Apareceu um spot informando que o Sérgio estava em 15 metros e fui lá ouvir. Sinal minúsculo pelo SP, virei para o caminho longo e chegou bem. Falei com ele e pedi para ir para 10 metros. Ele disse que em meia hora estaria em 28.430, enquanto esperava voltei para 12 metros e escutei o operador russo informar que iria para 15 metros SSB. Fui junto e aproveitei o pile-up reduzido e o trabalhei sem dificuldade às 09:31. Voltei para os 10 metros e estacionei em 28.430 para esperar pelo Sérgio, antena pelo caminho curto, que era minha aposta inicial; às 09:48 escuto A52JR chamando geral e falo com ele sem dificuldade, sinais pequenos mas audíveis. País #347 em 10 metros no log.
Domingo, 02 de fevereiro. A vantagem de operar RTTY em FSK está em aproveitar todos os filtros do rádio, cair exatamente na frequência de transmissão do spot além do aumento na legibilidade de sinais fracos, eu diria que é um equipamento indispensável para quem quer fazer o DXCC em RTTY. E lá estava o FT5ZM em 21.080 escutando acima. Mas quanto acima? Com a antena apontada para Amsterdam os sinais da Europa não eram decodificados e não conseguia escutar o contemplado. Um horror. Por sorte o PY2NQ trabalhou em 21.084 e me deu uma indicação para onde estacionar meu TX, depois de umas dez ou quinze chamadas ele me atende com toda clareza. Agora sim, posso arrumar a tralha e voltar para São Paulo. Amsterdam está definitivamente fora de qualquer preocupação.
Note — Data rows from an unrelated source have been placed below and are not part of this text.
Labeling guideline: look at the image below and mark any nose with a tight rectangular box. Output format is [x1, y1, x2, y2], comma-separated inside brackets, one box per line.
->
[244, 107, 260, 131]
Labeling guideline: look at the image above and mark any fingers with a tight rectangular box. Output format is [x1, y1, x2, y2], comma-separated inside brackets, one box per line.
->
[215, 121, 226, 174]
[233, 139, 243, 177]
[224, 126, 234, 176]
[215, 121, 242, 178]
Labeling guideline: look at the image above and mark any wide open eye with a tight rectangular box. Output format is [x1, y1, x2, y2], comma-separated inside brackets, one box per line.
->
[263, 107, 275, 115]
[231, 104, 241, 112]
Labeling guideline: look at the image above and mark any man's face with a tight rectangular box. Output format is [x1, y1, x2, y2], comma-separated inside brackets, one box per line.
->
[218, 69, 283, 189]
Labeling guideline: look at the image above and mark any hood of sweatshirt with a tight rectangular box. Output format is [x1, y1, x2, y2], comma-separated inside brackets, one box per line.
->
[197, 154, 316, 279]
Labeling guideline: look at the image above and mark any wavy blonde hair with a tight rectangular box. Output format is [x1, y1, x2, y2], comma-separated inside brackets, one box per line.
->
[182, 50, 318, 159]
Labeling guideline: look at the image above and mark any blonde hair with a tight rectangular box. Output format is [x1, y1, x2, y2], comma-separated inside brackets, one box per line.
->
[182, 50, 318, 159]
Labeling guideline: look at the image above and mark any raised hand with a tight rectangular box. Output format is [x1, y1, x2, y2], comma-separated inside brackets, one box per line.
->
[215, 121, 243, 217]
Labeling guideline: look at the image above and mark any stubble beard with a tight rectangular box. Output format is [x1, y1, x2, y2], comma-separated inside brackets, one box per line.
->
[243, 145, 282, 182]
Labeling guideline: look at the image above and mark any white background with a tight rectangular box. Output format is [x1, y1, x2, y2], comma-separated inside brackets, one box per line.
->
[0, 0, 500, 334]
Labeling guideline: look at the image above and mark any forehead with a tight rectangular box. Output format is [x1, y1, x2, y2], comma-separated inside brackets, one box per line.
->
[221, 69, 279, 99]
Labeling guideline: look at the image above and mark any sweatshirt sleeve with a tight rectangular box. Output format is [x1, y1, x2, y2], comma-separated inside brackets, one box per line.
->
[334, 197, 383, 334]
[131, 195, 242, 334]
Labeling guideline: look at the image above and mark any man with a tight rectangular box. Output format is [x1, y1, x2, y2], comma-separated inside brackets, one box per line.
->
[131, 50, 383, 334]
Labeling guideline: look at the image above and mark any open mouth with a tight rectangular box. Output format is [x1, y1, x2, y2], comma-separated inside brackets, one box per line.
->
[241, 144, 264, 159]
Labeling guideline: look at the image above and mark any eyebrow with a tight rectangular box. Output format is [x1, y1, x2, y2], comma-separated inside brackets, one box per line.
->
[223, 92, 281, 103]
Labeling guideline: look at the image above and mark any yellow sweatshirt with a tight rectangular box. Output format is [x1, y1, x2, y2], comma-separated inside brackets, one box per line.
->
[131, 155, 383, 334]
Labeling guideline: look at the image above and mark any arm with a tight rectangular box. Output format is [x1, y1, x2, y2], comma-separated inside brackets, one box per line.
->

Expedições como essa, operadas de locais cuja direção de antenas nos colocam em nítida desvantagem com as zonas de maior interesse, exigem muito preparo, dedicação, disponibilidade de tempo e uma boa dose de sorte. Apenas 3 estações sul-americanas conseguiram trabalhar FT5ZM de 10 a 80m, todas do Brazil. Infelizmente em 160 metros não houve condições e nenhuma estação brasileira trabalhou.